The website, 20 Liters, brings to light the very serious problem of unsafe and scarce drinking water. Their focus is on the country of Rwanda in Africa, which is still recovering from the devastation of ethnic cleansing that occurred over a decade ago. Clean water is very hard to come by, if not impossible to find in some areas, which means that dirty water is killing them just as surely as genocide did in the 1990s. The website states that diarrhea and other water-related disease kills more young children than AIDS, malaria, and measles combined, most under age five.
The website explains that their name symbolizes the most common item used by people in developing countries for gathering water: a 20 liter jerry can. Women and children spend many hours each day travelling to water sources and transporting their water, which is often polluted. According to the World Health Organization, 20 liters a day from a source within one kilometer from a household is the minimum requirement per person per day for adequate drinking and personal hygiene. If available water is below this level, a person’s physical wellbeing is challenged. People in Rwanda average just five liters a day compared to the U.S. at 575 liters per day, or roughly 29 jerry cans.

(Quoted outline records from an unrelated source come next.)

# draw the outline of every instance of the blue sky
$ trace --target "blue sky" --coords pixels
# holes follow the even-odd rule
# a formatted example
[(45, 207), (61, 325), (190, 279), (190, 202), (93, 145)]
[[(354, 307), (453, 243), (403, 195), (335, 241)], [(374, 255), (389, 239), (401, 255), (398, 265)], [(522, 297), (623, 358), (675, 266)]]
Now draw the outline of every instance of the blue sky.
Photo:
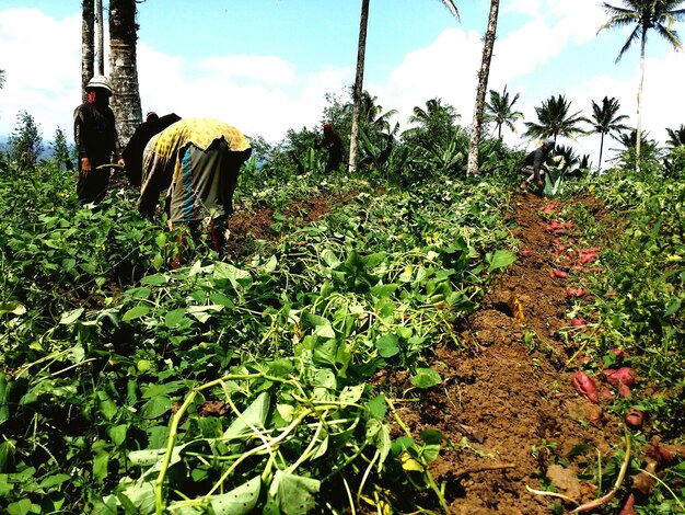
[[(107, 3), (105, 1), (105, 3)], [(619, 4), (615, 0), (614, 4)], [(371, 0), (364, 88), (405, 125), (415, 105), (440, 98), (468, 125), (489, 2), (457, 1), (454, 20), (438, 0)], [(188, 8), (188, 5), (191, 5)], [(271, 141), (321, 124), (325, 94), (355, 79), (361, 0), (147, 0), (139, 4), (138, 68), (143, 112), (217, 116)], [(0, 135), (31, 113), (45, 139), (71, 133), (80, 102), (78, 0), (0, 0)], [(594, 0), (502, 0), (489, 88), (520, 93), (516, 107), (565, 94), (590, 116), (615, 96), (635, 125), (639, 48), (616, 65), (627, 32), (597, 34), (607, 15)], [(683, 27), (678, 27), (683, 32)], [(655, 34), (648, 45), (643, 126), (665, 139), (685, 123), (685, 56)], [(107, 65), (105, 65), (107, 66)], [(534, 141), (506, 134), (531, 148)], [(597, 153), (596, 138), (564, 141)], [(609, 144), (609, 147), (612, 145)]]

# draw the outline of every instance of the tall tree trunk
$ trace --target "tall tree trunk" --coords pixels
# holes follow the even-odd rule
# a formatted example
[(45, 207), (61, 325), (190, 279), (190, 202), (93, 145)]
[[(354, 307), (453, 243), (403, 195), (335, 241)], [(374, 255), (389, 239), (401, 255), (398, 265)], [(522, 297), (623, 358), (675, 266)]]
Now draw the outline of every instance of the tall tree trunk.
[(97, 75), (105, 75), (105, 24), (102, 18), (102, 0), (95, 2), (95, 32), (97, 34), (97, 43), (95, 47), (95, 57), (97, 58)]
[(478, 72), (478, 90), (476, 92), (476, 105), (474, 106), (474, 119), (471, 126), (471, 141), (468, 144), (468, 163), (466, 173), (475, 175), (478, 170), (478, 146), (480, 145), (480, 131), (483, 127), (483, 108), (485, 106), (485, 95), (488, 90), (488, 78), (490, 77), (490, 62), (492, 61), (492, 49), (495, 48), (495, 37), (497, 35), (497, 18), (499, 14), (499, 0), (490, 0), (490, 14), (488, 16), (488, 28), (485, 33), (485, 44), (483, 45), (483, 59), (480, 71)]
[(635, 171), (640, 171), (640, 142), (642, 139), (642, 87), (645, 85), (645, 45), (647, 43), (647, 27), (642, 27), (640, 42), (640, 84), (638, 85), (638, 127), (635, 135)]
[(357, 170), (357, 144), (359, 141), (359, 124), (361, 122), (361, 100), (364, 83), (364, 56), (367, 53), (367, 26), (369, 24), (369, 0), (361, 2), (361, 21), (359, 23), (359, 46), (357, 48), (357, 77), (352, 89), (352, 129), (350, 130), (349, 171)]
[(602, 171), (602, 153), (604, 152), (604, 133), (600, 133), (600, 164), (597, 164), (597, 175)]
[(114, 88), (112, 111), (119, 147), (125, 147), (142, 122), (136, 64), (136, 0), (109, 0), (109, 80)]
[(83, 0), (81, 2), (81, 101), (85, 102), (88, 94), (85, 85), (93, 77), (94, 61), (94, 35), (93, 26), (95, 24), (95, 10), (93, 0)]

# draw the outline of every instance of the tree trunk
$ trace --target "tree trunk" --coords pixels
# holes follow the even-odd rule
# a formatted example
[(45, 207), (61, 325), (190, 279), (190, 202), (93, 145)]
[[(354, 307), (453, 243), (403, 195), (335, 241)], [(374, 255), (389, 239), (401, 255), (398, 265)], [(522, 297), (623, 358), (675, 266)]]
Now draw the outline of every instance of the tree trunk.
[(645, 84), (645, 45), (647, 43), (647, 27), (642, 27), (640, 42), (640, 84), (638, 85), (638, 126), (635, 135), (635, 171), (640, 172), (640, 142), (642, 139), (642, 87)]
[(97, 75), (105, 75), (105, 24), (102, 18), (102, 0), (95, 2), (95, 32), (97, 33), (97, 46), (95, 57), (97, 58)]
[(357, 78), (352, 89), (352, 129), (350, 131), (349, 171), (357, 170), (357, 142), (359, 141), (359, 124), (361, 121), (361, 100), (364, 83), (364, 56), (367, 53), (367, 25), (369, 24), (369, 0), (361, 2), (361, 21), (359, 23), (359, 46), (357, 48)]
[(142, 122), (136, 64), (136, 0), (109, 1), (109, 80), (114, 89), (112, 111), (119, 148), (126, 146)]
[(83, 0), (81, 2), (81, 101), (85, 102), (88, 99), (85, 85), (93, 77), (93, 61), (95, 57), (93, 35), (95, 10), (93, 0)]
[(597, 175), (602, 171), (602, 153), (604, 152), (604, 133), (600, 134), (600, 163), (597, 164)]
[(478, 72), (478, 90), (476, 92), (476, 105), (474, 106), (474, 119), (471, 126), (471, 141), (468, 144), (468, 163), (466, 173), (475, 175), (478, 170), (478, 146), (480, 145), (480, 131), (483, 127), (483, 108), (485, 106), (485, 95), (488, 90), (488, 78), (490, 77), (490, 62), (492, 61), (492, 49), (495, 48), (495, 37), (497, 35), (497, 18), (499, 14), (499, 0), (490, 0), (490, 14), (488, 16), (488, 30), (485, 33), (485, 44), (483, 45), (483, 59), (480, 71)]

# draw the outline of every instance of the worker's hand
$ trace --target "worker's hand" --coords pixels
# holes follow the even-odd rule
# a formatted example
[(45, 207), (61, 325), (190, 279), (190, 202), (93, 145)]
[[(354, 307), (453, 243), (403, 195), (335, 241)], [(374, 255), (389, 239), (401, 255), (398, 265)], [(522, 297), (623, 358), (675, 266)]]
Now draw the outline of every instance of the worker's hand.
[(91, 167), (91, 160), (88, 158), (81, 158), (81, 171), (84, 174), (89, 174), (91, 170), (93, 170), (93, 167)]

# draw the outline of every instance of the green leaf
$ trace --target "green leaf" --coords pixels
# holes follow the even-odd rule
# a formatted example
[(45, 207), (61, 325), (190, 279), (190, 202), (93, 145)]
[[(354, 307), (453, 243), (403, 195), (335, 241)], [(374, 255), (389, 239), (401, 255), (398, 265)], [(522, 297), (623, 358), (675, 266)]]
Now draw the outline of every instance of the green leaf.
[(364, 392), (364, 385), (355, 385), (342, 388), (342, 391), (340, 392), (340, 402), (358, 402)]
[(63, 483), (65, 481), (69, 481), (71, 476), (68, 473), (56, 473), (54, 476), (48, 476), (40, 481), (40, 488), (50, 489), (53, 487), (57, 487), (58, 484)]
[(214, 515), (247, 515), (259, 501), (262, 478), (259, 476), (223, 495), (212, 495), (210, 504)]
[(249, 425), (258, 430), (264, 430), (269, 405), (269, 394), (266, 391), (262, 392), (259, 397), (241, 413), (241, 416), (231, 423), (225, 433), (223, 433), (223, 437), (234, 438), (251, 434), (253, 430)]
[(169, 276), (164, 274), (148, 275), (140, 279), (140, 284), (149, 284), (151, 286), (161, 286), (169, 283)]
[(0, 371), (0, 425), (10, 420), (10, 407), (8, 405), (8, 378)]
[(81, 314), (83, 314), (83, 311), (84, 311), (83, 308), (77, 308), (71, 311), (68, 311), (61, 316), (61, 318), (59, 319), (59, 323), (61, 323), (62, 325), (70, 325), (77, 320), (79, 320)]
[(417, 368), (416, 375), (411, 377), (411, 384), (417, 388), (430, 388), (441, 382), (440, 374), (432, 368)]
[(375, 342), (382, 357), (392, 357), (399, 353), (399, 340), (394, 334), (385, 334)]
[(112, 438), (112, 443), (119, 447), (126, 442), (127, 430), (128, 425), (126, 424), (114, 425), (107, 428), (107, 434), (109, 435), (109, 438)]
[(172, 400), (169, 397), (155, 396), (142, 405), (140, 415), (148, 420), (156, 419), (171, 410), (171, 407)]
[(93, 458), (93, 477), (98, 483), (102, 483), (107, 477), (107, 467), (109, 465), (108, 453), (97, 453)]
[(678, 312), (681, 310), (681, 300), (677, 299), (675, 302), (671, 304), (665, 312), (663, 313), (664, 317), (671, 317), (671, 314), (674, 314), (676, 312)]
[(164, 325), (166, 325), (170, 329), (175, 328), (176, 325), (181, 323), (185, 313), (186, 313), (186, 310), (184, 308), (169, 311), (164, 316)]
[(516, 261), (516, 256), (508, 250), (497, 250), (488, 264), (488, 272), (492, 272), (498, 268), (506, 268), (514, 261)]
[(121, 320), (125, 322), (128, 322), (129, 320), (136, 320), (141, 317), (144, 317), (149, 312), (150, 312), (150, 308), (148, 306), (143, 306), (143, 305), (136, 306), (129, 309), (128, 311), (126, 311), (124, 313), (124, 317), (121, 317)]
[(367, 402), (367, 409), (374, 419), (380, 421), (385, 419), (387, 413), (387, 403), (385, 402), (385, 396), (381, 393)]
[(8, 506), (9, 515), (28, 515), (31, 513), (31, 501), (28, 499), (22, 499)]
[[(18, 302), (16, 300), (10, 300), (9, 302), (0, 302), (0, 316), (2, 314), (16, 314), (22, 316), (26, 312), (26, 308), (23, 304)], [(81, 309), (83, 312), (83, 309)]]
[(277, 470), (269, 488), (282, 513), (307, 513), (316, 507), (321, 481)]

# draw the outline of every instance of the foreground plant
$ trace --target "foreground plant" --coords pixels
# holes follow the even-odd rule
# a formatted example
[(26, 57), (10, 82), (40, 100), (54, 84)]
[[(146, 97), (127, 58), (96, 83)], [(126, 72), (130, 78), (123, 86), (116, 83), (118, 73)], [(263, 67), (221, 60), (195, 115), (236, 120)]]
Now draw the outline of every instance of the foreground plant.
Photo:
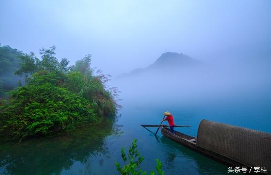
[[(115, 165), (120, 173), (120, 175), (146, 175), (146, 172), (142, 172), (142, 170), (139, 169), (139, 165), (144, 160), (144, 157), (142, 156), (140, 156), (140, 154), (138, 152), (138, 150), (136, 149), (137, 147), (136, 144), (137, 141), (136, 139), (135, 139), (134, 142), (132, 144), (132, 146), (129, 147), (129, 153), (128, 154), (129, 163), (128, 164), (121, 167), (120, 164), (119, 163), (115, 162)], [(121, 148), (121, 157), (124, 162), (127, 160), (125, 150), (123, 147)], [(136, 160), (136, 159), (137, 160)], [(156, 169), (158, 175), (164, 175), (164, 172), (162, 170), (162, 164), (161, 161), (158, 159), (156, 159), (155, 160), (157, 163)], [(150, 172), (150, 175), (155, 175), (155, 173), (154, 171), (151, 171)]]

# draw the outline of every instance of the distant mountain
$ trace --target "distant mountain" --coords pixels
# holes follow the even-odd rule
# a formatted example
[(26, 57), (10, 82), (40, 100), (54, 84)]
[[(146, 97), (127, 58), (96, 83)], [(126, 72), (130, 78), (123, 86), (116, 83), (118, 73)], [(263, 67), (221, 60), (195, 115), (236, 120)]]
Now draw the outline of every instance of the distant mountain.
[(164, 71), (165, 70), (178, 71), (182, 69), (199, 66), (202, 64), (201, 62), (182, 53), (167, 52), (163, 53), (154, 63), (146, 68), (135, 69), (129, 73), (121, 75), (117, 78), (136, 75), (144, 73), (156, 73)]

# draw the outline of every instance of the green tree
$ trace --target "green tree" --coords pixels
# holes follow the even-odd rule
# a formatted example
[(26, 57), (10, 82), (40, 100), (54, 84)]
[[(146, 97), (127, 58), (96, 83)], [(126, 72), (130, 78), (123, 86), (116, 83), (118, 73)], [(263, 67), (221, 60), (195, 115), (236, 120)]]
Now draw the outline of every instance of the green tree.
[[(132, 144), (132, 146), (129, 147), (128, 154), (129, 162), (127, 164), (121, 167), (119, 163), (115, 162), (115, 165), (120, 173), (120, 175), (138, 175), (146, 174), (146, 172), (142, 172), (139, 168), (139, 165), (143, 162), (144, 157), (140, 156), (140, 154), (138, 151), (138, 150), (136, 149), (137, 147), (136, 142), (137, 140), (135, 139), (134, 142)], [(121, 157), (124, 162), (128, 160), (125, 150), (123, 147), (121, 149)], [(156, 159), (156, 161), (157, 163), (156, 169), (158, 175), (164, 175), (164, 172), (162, 170), (162, 162), (158, 159)], [(154, 171), (151, 171), (150, 174), (154, 175), (155, 175), (155, 173)]]

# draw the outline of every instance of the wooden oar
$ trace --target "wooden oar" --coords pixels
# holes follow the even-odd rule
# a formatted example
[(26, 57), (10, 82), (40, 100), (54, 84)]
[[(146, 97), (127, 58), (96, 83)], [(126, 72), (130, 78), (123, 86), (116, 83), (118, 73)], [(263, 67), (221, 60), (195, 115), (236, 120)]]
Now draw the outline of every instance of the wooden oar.
[[(165, 115), (164, 116), (164, 118), (163, 118), (163, 120), (164, 120), (164, 119), (165, 119), (165, 117), (166, 117), (166, 115)], [(154, 136), (156, 136), (156, 134), (157, 134), (157, 132), (158, 132), (158, 130), (159, 130), (159, 128), (160, 128), (160, 127), (161, 126), (162, 123), (163, 123), (163, 120), (162, 120), (162, 121), (161, 121), (161, 123), (160, 124), (160, 125), (159, 126), (159, 127), (157, 129), (157, 130), (156, 131), (156, 132), (155, 132), (155, 134), (154, 134)]]
[[(143, 127), (159, 127), (160, 126), (162, 126), (162, 127), (169, 127), (169, 126), (168, 126), (167, 125), (141, 125)], [(191, 126), (191, 125), (175, 125), (174, 126), (174, 127), (190, 127)]]

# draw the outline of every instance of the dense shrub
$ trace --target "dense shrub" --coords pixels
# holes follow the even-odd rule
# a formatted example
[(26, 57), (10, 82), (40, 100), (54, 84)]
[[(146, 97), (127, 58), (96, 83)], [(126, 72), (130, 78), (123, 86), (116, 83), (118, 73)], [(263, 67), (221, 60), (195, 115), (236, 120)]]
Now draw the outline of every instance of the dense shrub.
[(0, 140), (58, 133), (116, 114), (116, 94), (106, 90), (104, 76), (94, 75), (91, 55), (68, 66), (55, 50), (40, 50), (41, 60), (33, 53), (20, 56), (15, 74), (25, 76), (25, 85), (0, 100)]
[(97, 120), (89, 101), (66, 88), (53, 73), (36, 74), (29, 84), (11, 92), (0, 106), (0, 134), (6, 139), (46, 135)]

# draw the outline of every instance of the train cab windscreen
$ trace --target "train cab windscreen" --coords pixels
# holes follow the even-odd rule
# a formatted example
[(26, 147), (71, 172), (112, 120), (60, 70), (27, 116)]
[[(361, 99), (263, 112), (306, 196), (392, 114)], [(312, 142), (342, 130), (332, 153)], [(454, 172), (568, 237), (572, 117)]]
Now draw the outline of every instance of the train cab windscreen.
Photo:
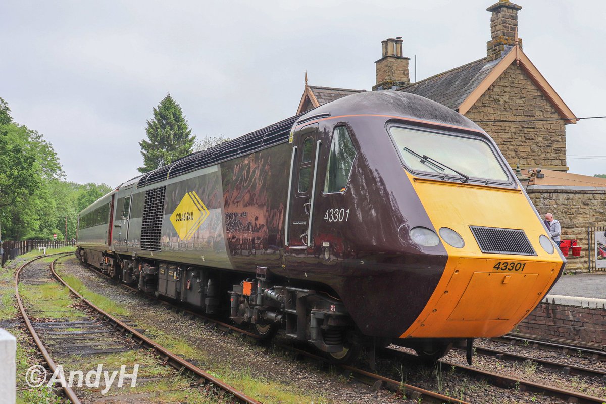
[(488, 143), (478, 137), (391, 127), (390, 132), (410, 171), (461, 179), (509, 182), (510, 177)]

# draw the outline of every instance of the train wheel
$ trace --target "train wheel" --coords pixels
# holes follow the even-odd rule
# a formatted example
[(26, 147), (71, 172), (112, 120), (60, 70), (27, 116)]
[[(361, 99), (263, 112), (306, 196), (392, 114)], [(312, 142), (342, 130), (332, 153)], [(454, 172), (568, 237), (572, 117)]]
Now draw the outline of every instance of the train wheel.
[(344, 346), (339, 352), (326, 353), (326, 356), (332, 363), (348, 364), (355, 361), (360, 354), (360, 347), (358, 345)]
[(255, 331), (263, 339), (270, 339), (278, 332), (278, 326), (274, 323), (257, 323), (255, 325)]
[(419, 356), (419, 359), (421, 359), (421, 362), (426, 363), (433, 363), (448, 353), (451, 349), (452, 349), (451, 343), (442, 343), (415, 348), (415, 352)]

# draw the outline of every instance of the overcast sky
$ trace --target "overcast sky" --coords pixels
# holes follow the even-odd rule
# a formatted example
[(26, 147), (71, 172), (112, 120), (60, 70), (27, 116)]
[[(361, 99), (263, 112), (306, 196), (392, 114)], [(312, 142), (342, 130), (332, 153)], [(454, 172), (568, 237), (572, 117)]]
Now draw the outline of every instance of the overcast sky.
[[(413, 81), (485, 56), (493, 2), (5, 1), (0, 97), (68, 180), (116, 186), (138, 175), (167, 92), (199, 137), (233, 139), (293, 115), (305, 69), (311, 85), (370, 90), (390, 37), (403, 38)], [(606, 2), (514, 2), (524, 52), (564, 102), (606, 115)], [(606, 119), (567, 125), (569, 156), (602, 156), (569, 158), (570, 172), (606, 173), (605, 132)]]

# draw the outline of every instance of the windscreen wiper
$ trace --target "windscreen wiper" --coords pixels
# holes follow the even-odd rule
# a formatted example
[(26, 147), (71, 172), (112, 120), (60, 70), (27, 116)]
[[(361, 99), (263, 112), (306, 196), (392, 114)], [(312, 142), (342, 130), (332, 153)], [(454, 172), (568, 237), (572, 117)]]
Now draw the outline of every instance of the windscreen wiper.
[[(462, 173), (461, 173), (461, 171), (457, 171), (457, 170), (454, 170), (452, 167), (449, 167), (448, 166), (446, 165), (444, 163), (441, 163), (441, 162), (439, 162), (438, 161), (436, 160), (435, 159), (433, 159), (433, 158), (431, 158), (431, 157), (429, 157), (428, 156), (425, 156), (425, 154), (423, 154), (422, 156), (421, 156), (419, 153), (415, 153), (415, 152), (413, 151), (412, 150), (411, 150), (410, 149), (409, 149), (408, 147), (405, 147), (404, 150), (405, 151), (408, 151), (408, 153), (410, 153), (410, 154), (413, 154), (413, 156), (416, 156), (416, 157), (421, 159), (421, 162), (427, 162), (428, 163), (430, 163), (432, 165), (433, 165), (435, 167), (438, 167), (442, 171), (444, 171), (444, 168), (443, 168), (442, 167), (445, 167), (445, 168), (448, 168), (448, 170), (456, 173), (457, 174), (458, 174), (459, 175), (460, 175), (461, 177), (462, 177), (463, 178), (464, 178), (465, 180), (463, 181), (464, 182), (468, 182), (469, 180), (469, 176), (465, 175), (465, 174), (463, 174)], [(441, 167), (440, 167), (440, 166), (441, 166)]]

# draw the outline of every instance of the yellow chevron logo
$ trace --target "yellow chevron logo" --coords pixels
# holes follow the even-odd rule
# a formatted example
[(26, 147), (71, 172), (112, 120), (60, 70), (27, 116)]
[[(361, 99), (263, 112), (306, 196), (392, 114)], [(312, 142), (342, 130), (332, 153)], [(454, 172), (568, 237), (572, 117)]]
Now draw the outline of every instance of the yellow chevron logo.
[(181, 240), (189, 240), (210, 213), (195, 191), (188, 192), (179, 202), (170, 222)]

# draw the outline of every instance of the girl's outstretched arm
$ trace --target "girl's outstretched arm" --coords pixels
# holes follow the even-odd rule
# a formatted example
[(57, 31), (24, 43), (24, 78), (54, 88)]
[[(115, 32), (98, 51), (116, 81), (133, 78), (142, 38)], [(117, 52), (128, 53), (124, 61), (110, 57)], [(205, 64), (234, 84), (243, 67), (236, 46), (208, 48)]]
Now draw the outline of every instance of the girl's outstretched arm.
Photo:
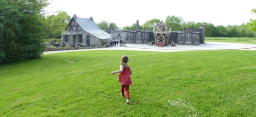
[(113, 74), (114, 74), (117, 73), (121, 73), (121, 72), (122, 72), (123, 71), (123, 69), (122, 67), (122, 65), (120, 65), (120, 70), (118, 70), (118, 71), (115, 71), (115, 72), (111, 72), (110, 74), (111, 75), (113, 75)]

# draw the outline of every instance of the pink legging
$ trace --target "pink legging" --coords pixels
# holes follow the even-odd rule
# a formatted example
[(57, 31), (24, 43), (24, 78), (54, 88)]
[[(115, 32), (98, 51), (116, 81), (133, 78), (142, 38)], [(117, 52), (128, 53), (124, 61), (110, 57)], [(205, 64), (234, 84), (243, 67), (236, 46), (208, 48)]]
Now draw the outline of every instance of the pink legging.
[(130, 95), (130, 92), (129, 92), (129, 85), (122, 84), (122, 87), (121, 88), (121, 92), (122, 96), (124, 95), (124, 88), (125, 87), (125, 93), (126, 94), (126, 99), (129, 99), (129, 96)]

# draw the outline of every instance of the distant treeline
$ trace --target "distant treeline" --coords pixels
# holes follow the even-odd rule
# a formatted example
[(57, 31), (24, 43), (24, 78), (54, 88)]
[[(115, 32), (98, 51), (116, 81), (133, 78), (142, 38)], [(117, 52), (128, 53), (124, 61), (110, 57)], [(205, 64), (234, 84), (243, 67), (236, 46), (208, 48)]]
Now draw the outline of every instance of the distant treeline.
[[(215, 26), (212, 23), (206, 23), (205, 31), (205, 37), (254, 37), (256, 35), (256, 32), (254, 30), (254, 21), (251, 20), (251, 22), (248, 22), (246, 25), (244, 23), (240, 26), (228, 25), (227, 26)], [(147, 30), (153, 30), (155, 28), (157, 24), (161, 22), (160, 19), (154, 19), (147, 21), (142, 25), (140, 26), (140, 30), (143, 30), (146, 27)], [(181, 17), (175, 16), (168, 16), (164, 21), (165, 24), (167, 24), (168, 26), (171, 27), (172, 31), (183, 31), (183, 28), (198, 28), (199, 26), (202, 25), (203, 22), (195, 22), (194, 21), (184, 22), (184, 19)], [(117, 26), (115, 23), (113, 27), (117, 28)], [(101, 30), (106, 30), (106, 27), (108, 26), (108, 22), (102, 20), (97, 24)], [(131, 30), (133, 28), (136, 30), (136, 23), (134, 23), (131, 26), (126, 26), (122, 28), (118, 27), (119, 29), (126, 30)], [(250, 28), (251, 30), (250, 30)]]

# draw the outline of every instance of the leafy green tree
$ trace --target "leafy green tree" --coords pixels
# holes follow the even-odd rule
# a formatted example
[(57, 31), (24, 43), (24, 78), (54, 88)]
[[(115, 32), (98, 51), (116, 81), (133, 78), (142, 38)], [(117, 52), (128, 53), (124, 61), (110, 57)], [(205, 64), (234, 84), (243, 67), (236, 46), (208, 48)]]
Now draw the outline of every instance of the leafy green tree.
[(131, 26), (127, 26), (125, 27), (124, 27), (123, 29), (125, 30), (131, 30), (133, 29), (133, 27)]
[(3, 43), (4, 43), (4, 39), (3, 38), (4, 35), (3, 27), (4, 26), (0, 23), (0, 64), (1, 64), (2, 61), (5, 58), (4, 52), (4, 47), (5, 46), (3, 44)]
[(56, 16), (51, 15), (48, 16), (47, 20), (50, 27), (48, 31), (51, 34), (51, 35), (49, 35), (48, 38), (61, 39), (62, 31), (65, 30), (71, 20), (70, 16), (65, 11), (58, 12)]
[(207, 23), (205, 27), (205, 37), (216, 37), (218, 36), (218, 32), (216, 27), (212, 23)]
[(115, 23), (111, 23), (111, 24), (112, 24), (112, 27), (115, 28), (115, 29), (118, 28), (117, 26), (116, 26), (116, 24)]
[[(254, 8), (251, 10), (252, 14), (256, 13), (256, 9)], [(246, 26), (251, 31), (256, 32), (256, 19), (250, 19), (250, 22), (246, 23)]]
[[(134, 27), (134, 30), (136, 30), (136, 23), (134, 23), (131, 25), (131, 26), (127, 26), (125, 27), (123, 27), (123, 29), (125, 30), (132, 30), (133, 29), (133, 27)], [(142, 26), (140, 26), (140, 30), (142, 30)]]
[(172, 31), (183, 31), (182, 26), (184, 24), (184, 20), (181, 17), (176, 17), (169, 15), (166, 17), (164, 21), (168, 26), (172, 28)]
[(106, 30), (106, 28), (108, 28), (109, 26), (108, 22), (104, 20), (102, 20), (101, 22), (97, 23), (97, 25), (101, 30)]
[(44, 35), (41, 19), (48, 4), (47, 0), (0, 2), (1, 64), (40, 58), (45, 47), (41, 44)]
[(198, 28), (198, 26), (196, 26), (196, 24), (194, 21), (189, 21), (184, 23), (183, 27), (186, 28)]
[(217, 29), (218, 32), (217, 37), (227, 37), (228, 36), (228, 32), (226, 27), (221, 25), (216, 26), (216, 29)]
[(146, 30), (153, 31), (153, 28), (156, 28), (156, 26), (157, 26), (157, 24), (159, 24), (160, 22), (160, 20), (159, 19), (153, 19), (149, 20), (147, 20), (142, 25), (142, 29), (144, 29), (144, 27), (146, 27)]
[(237, 26), (236, 25), (229, 27), (228, 28), (228, 30), (229, 31), (228, 36), (229, 37), (239, 37), (239, 32), (237, 29)]

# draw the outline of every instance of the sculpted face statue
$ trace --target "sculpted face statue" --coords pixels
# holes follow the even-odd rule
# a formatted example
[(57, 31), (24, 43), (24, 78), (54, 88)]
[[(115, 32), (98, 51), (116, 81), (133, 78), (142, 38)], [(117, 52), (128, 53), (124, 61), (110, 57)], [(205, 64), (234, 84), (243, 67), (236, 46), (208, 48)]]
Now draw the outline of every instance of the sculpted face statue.
[(162, 28), (162, 31), (159, 32), (156, 32), (155, 30), (155, 28), (154, 28), (153, 32), (155, 34), (155, 45), (159, 46), (159, 43), (160, 41), (162, 41), (163, 43), (163, 46), (168, 46), (169, 43), (169, 37), (171, 32), (172, 31), (171, 28), (169, 31), (163, 32)]

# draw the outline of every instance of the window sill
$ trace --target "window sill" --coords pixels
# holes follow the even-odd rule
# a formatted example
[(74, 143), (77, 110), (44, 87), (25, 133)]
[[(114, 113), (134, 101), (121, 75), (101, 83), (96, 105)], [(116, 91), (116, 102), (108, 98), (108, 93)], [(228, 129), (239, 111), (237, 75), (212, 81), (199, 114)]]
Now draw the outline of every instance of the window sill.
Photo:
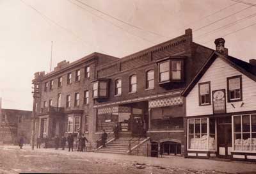
[(154, 90), (155, 89), (155, 88), (147, 88), (147, 89), (145, 89), (145, 91), (149, 91), (149, 90)]
[(211, 105), (211, 103), (209, 103), (209, 104), (199, 104), (200, 106), (209, 106), (209, 105)]
[(228, 100), (228, 103), (232, 103), (232, 102), (242, 102), (243, 99), (236, 99), (236, 100)]
[(129, 92), (128, 94), (132, 94), (136, 93), (137, 93), (137, 91), (132, 91), (132, 92)]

The website offers easy ways to donate money to their organization and gives information on other affiliated charitable organizations working towards the same efforts. Funds go towards educating Rwandan communities and supplying them with water filtration systems utilizing sand filters which are economical, easy to use, and require no power. They also provide sisterns for collecting rainwater. 20 Liters gets their message across simply: If water is life, then polluted water means no life at all. We must help all people achieve this most basic of needs.